In a car, there is a single brake pedal that controls the brakes on all four wheels. On a motorcycle, there are various braking systems in use that separately control the brakes on the front wheel and the brakes on the rear wheel. To control the brakes, a motorcycle has a front wheel brake lever located on the right handlebar grip and a rear wheel brake pedal. Modern bikes have disc brakes on the front wheel and either disc or drum brakes on the rear wheel.

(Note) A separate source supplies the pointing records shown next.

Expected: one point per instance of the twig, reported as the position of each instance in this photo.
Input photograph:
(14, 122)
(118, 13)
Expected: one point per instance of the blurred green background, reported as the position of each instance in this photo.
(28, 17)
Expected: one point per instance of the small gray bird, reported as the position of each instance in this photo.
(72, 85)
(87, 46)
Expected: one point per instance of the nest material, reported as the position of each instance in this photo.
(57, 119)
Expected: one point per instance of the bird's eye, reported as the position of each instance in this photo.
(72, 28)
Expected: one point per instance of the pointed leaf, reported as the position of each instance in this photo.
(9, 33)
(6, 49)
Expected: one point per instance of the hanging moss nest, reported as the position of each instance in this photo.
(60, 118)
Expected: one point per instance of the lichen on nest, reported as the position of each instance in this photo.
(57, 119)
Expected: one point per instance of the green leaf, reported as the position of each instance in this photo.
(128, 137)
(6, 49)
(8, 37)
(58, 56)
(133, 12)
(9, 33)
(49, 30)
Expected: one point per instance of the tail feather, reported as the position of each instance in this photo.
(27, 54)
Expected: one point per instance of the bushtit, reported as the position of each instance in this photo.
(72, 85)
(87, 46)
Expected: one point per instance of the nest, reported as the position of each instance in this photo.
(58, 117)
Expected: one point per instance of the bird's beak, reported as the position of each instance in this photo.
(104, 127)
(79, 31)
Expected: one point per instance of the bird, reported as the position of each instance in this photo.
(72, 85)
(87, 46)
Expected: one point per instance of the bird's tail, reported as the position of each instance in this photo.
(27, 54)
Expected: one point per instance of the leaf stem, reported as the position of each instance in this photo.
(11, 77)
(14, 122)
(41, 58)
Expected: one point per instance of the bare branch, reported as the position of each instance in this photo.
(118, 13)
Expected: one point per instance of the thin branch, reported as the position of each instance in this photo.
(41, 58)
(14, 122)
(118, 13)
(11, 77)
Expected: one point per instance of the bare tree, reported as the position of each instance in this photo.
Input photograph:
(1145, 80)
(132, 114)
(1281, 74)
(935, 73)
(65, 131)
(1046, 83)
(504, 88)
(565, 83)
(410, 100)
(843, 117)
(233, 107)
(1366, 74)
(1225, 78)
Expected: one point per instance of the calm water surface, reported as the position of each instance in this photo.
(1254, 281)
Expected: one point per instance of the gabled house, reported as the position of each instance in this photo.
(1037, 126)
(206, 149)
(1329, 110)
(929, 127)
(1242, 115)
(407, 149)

The front brake is the most important brake on the motorcycle. It has about 70-80 percent of the total stopping force. On a motorcycle, riders use the two brakes together but favor the front brake in most situations. Beginning riders without training often use the rear brake and avoid the front brake. The result is a significantly increased distance to get the bike stopped.

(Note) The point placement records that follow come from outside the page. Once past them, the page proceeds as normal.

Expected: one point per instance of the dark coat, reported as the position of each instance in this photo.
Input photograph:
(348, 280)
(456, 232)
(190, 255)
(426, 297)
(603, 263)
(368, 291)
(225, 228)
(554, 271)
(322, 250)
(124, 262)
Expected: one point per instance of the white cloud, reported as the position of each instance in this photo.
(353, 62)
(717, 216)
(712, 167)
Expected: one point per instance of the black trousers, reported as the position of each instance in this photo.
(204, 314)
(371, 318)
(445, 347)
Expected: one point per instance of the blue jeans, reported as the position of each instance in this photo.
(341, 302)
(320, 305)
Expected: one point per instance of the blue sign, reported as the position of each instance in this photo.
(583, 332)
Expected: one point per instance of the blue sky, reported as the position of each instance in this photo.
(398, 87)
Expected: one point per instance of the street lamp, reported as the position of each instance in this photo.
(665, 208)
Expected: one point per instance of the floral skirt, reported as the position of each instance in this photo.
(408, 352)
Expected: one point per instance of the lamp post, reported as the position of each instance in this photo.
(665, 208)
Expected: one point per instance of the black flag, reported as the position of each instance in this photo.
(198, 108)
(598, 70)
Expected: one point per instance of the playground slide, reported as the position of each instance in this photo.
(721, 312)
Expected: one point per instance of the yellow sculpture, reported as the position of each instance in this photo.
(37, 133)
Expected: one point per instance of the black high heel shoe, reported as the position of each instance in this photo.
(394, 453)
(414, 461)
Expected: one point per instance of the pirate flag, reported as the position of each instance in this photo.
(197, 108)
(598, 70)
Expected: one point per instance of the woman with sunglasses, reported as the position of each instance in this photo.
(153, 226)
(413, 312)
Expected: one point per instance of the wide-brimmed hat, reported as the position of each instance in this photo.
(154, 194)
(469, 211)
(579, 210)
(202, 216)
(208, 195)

Some bikes have Linked Braking Systems (LBS) where squeezing the front brake lever activates a portion of the front braking action and also activates a portion of the braking action on the rear disc brake. (Some examples are the Honda Gold Wing 1800 and Honda ST1300.) The Honda Gold Wing 1500 has a Unified Braking System (UBS) where the front brake lever controls the right front disc brake only while depressing the rear brake pedal applies the left front disc brake as well as the rear disc brake.) Also, optional ABS brakes are used on bikes, as in cars, to stop the bike without locking the wheels on slick surfaces.

4. The Rear Brake is Controlled by the Right Foot

In a car, there is a single brake pedal that controls the brakes on all four wheels. On a motorcycle, there are various braking systems in use that separately control the brakes on the front wheel and the brakes on the rear wheel. To do this, a motorcycle has a front wheel brake lever and a rear wheel brake pedal.

The rear wheel brake on a motorcycle can be either disc or drum with most modern bikes using disc brakes. The rear wheel brake has its own master cylinder and associated foot pedal on the right side of the bike. Of all the controls used to operate a motorcycle, the rear wheel brake, controlled by a brake pedal on the right side of the bike, is most like the brake pedal on a car. For that reason, many beginning riders tend to favor the brake pedal thinking that it is all that is required to stop the motorcycle. Such is not the case since the front brake is the most important on the motorcycle. It has about 70-80 percent of the total stopping force. On a motorcycle, riders use the two brakes together but favor the front brake in most situations. Beginning riders without training often use the rear brake and avoid the front brake. The result is a significantly increased distance to get the bike stopped.

Bikes also may have systems where depressing the rear foot brake also activates a portion of the braking action on the front wheel. Also, optional ABS brakes are used on bikes, as in cars, to stop the bike without locking the wheels on slick surfaces.